Abstract

Next-generation sequencing technology has been commonly applied to detect mitochondrial DNA (mtDNA) mutations, which are reported to be strongly associated with cancers. However, several key challenges still exist regarding bioinformatics analysis of mtDNA sequencing data that greatly affect the detection accuracy of mtDNA mutations. Here we comprehensively evaluated several key analysis procedures in three different sample types. We found that a trimming procedure was essential for improving mtDNA mapping performance in plasma but not tissue samples. Mapping with a revised Cambridge reference sequence and human genome 19 reference was strongly suggested for mtDNA mutation detection in plasma samples because of the extreme abundance of nuclear DNA of mitochondrial origin.

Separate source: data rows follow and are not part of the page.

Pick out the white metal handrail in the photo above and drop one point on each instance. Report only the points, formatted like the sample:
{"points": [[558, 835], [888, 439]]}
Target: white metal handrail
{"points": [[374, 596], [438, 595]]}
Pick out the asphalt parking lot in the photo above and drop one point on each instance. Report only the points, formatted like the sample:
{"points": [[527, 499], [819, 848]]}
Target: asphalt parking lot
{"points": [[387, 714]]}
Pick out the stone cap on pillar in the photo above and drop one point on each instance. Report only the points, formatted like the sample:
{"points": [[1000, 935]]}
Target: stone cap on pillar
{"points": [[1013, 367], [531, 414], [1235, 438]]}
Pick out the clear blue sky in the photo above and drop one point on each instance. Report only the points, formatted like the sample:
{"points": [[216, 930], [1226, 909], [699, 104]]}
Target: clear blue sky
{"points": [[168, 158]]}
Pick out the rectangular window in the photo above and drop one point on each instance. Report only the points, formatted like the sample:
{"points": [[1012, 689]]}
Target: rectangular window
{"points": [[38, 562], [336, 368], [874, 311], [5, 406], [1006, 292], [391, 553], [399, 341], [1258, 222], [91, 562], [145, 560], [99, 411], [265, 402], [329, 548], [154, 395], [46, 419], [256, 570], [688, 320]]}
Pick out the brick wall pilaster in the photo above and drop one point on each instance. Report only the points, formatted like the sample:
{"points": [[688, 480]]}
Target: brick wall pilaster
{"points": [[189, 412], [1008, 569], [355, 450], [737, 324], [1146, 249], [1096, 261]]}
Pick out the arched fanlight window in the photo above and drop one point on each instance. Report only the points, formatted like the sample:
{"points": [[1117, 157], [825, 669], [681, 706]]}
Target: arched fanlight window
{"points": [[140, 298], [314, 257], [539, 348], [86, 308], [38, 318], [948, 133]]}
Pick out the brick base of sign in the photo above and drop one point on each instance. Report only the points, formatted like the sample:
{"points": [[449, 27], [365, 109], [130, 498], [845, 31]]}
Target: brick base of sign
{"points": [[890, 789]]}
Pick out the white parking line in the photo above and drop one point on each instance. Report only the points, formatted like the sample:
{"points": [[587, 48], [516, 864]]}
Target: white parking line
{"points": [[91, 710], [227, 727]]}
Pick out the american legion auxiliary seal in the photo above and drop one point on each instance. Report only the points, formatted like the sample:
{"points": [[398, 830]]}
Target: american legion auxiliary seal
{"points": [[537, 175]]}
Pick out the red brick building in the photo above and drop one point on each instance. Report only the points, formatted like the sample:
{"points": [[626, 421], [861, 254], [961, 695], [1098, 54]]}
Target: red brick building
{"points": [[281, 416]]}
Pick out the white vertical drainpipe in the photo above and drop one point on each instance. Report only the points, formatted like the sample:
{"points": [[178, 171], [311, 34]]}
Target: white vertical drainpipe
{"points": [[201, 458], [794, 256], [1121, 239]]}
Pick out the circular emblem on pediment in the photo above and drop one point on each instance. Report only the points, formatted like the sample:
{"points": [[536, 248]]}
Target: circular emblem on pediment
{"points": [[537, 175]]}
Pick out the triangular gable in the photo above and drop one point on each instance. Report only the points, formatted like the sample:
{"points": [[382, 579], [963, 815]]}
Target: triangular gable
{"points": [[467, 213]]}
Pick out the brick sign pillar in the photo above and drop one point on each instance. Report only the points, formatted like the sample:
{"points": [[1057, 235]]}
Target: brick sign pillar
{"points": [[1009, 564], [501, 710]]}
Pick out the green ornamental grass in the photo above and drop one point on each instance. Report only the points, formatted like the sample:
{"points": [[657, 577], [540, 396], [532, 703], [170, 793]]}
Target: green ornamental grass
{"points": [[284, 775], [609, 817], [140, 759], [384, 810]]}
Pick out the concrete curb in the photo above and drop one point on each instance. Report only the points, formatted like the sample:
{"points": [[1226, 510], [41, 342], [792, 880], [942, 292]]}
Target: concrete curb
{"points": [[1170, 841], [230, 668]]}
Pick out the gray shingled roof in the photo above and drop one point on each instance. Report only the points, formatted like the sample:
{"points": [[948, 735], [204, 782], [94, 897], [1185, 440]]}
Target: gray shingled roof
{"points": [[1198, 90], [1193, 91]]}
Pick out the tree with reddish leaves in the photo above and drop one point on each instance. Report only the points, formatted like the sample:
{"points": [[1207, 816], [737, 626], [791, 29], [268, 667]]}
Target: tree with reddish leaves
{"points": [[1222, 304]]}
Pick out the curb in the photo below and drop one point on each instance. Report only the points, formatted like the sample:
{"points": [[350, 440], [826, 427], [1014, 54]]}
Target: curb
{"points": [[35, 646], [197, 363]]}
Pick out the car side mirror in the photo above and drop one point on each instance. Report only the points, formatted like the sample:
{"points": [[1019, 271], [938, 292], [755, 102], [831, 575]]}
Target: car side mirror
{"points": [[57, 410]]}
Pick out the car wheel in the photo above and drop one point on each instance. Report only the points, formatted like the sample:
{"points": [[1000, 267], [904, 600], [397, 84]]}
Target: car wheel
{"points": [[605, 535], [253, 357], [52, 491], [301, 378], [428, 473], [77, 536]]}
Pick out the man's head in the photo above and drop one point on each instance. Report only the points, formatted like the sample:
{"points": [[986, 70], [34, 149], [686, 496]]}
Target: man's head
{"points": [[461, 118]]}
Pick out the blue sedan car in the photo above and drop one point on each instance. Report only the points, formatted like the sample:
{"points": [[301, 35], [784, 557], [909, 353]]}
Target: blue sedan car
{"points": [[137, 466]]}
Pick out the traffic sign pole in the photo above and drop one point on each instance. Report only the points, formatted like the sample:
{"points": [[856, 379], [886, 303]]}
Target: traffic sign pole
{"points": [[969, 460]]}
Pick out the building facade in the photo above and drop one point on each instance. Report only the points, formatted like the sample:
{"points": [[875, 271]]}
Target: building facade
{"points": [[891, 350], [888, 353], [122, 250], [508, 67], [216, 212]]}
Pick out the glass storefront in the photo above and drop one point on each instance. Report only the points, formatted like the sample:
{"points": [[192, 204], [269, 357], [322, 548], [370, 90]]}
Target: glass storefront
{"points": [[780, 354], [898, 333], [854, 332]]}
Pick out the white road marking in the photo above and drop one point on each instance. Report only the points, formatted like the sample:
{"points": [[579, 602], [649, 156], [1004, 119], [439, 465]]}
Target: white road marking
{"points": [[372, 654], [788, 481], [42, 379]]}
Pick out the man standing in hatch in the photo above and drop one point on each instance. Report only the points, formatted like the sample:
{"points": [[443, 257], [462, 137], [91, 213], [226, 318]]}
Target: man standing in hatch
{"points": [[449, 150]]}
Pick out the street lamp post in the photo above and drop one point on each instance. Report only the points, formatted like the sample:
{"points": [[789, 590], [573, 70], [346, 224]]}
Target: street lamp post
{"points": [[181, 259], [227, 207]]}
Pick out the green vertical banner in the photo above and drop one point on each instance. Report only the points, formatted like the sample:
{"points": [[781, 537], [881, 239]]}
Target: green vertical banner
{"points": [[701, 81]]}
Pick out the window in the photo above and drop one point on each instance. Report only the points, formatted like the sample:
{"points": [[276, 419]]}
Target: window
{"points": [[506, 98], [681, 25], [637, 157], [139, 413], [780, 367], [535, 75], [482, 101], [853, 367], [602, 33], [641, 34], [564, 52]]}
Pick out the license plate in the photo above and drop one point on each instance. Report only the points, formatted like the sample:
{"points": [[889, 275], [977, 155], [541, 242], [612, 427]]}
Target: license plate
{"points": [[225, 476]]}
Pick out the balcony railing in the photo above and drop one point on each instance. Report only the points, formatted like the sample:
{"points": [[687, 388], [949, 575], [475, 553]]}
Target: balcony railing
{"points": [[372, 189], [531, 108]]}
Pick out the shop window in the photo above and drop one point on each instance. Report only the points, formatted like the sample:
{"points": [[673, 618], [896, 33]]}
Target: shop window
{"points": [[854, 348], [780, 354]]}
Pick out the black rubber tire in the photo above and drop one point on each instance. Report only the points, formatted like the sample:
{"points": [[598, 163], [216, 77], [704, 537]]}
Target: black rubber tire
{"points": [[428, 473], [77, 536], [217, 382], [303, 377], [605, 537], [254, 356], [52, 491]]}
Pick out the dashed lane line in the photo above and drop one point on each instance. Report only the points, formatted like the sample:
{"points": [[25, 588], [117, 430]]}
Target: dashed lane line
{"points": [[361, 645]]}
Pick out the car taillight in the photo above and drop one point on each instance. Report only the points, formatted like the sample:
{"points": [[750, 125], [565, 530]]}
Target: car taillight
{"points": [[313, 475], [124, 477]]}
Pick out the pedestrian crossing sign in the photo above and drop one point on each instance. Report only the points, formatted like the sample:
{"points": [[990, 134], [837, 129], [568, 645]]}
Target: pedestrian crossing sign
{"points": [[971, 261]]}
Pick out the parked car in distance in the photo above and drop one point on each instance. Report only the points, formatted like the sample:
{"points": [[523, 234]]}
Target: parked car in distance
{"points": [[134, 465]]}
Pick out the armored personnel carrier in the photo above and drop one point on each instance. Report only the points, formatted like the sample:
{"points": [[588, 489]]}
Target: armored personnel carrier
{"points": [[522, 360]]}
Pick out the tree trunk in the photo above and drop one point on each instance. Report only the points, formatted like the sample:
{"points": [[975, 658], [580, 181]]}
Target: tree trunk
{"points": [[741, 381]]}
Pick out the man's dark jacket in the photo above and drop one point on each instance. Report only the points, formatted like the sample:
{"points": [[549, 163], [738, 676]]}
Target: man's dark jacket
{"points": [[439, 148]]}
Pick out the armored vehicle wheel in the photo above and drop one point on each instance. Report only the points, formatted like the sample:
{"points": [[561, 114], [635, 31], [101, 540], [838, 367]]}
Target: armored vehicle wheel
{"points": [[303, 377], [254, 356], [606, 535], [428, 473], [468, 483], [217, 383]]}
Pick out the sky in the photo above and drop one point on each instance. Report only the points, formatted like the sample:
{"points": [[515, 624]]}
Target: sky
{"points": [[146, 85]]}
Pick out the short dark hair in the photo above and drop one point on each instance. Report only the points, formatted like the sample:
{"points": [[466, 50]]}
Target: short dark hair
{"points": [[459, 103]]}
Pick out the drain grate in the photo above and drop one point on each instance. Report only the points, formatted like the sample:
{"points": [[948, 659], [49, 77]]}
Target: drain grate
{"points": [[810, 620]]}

Moreover, our results showed that a setting of 3 mismatches was most appropriate for mtDNA mutation calling. Importantly, we revealed the presence of a negative logarithmic relationship between mtDNA site sequencing depth and minimum detectable mutation frequency and built an innovative and efficient filtering strategy to increase the accuracy and sensitivity of mutation detection. Finally, we verified that higher sequencing depth was required for a PCR-based compared with a capture-based enrichment strategy. We established an innovative data analysis strategy that is of great significance for improving the accuracy of mtDNA mutation detection for different types of tumor samples.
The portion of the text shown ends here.